Overall, I would have preferred the exhibit to have more of a traditional museum-style layout, with singular, smaller projections of the artist’s paintings, perhaps with animations on a smaller scale. These could be accompanied by thematic explanations to educate and display the different parts of the artist’s life. This would have been more useful to me; no matter how much I know about an artist and their time period, I always appreciate going to museums to learn something new. This exhibition did not provide an opportunity to do that, but I wonder, because of the current pandemic, if the objective was to provide a more relaxing, outdoor concert-style environment, and less of a factual lesson. Maybe people want an atmosphere where they gather and enjoy a collective experience (albeit six feet apart), without the necessity of deep analysis.

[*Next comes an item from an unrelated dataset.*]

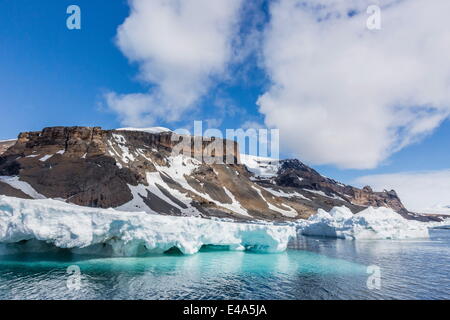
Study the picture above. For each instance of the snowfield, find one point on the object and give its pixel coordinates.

That approach did not work for me personally, because I always want to reflect and learn something new, especially if the experience involves art. However, given the international success of Immersive Van Gogh, it is clear that people have enjoyed the exhibition. I suppose we all want to connect with each other during this time, and maybe we do not want to enter a state of deep reflection over every shared experience. I completely understand that appeal, but I think for my next art-historical outing, I will choose a different type of exhibit.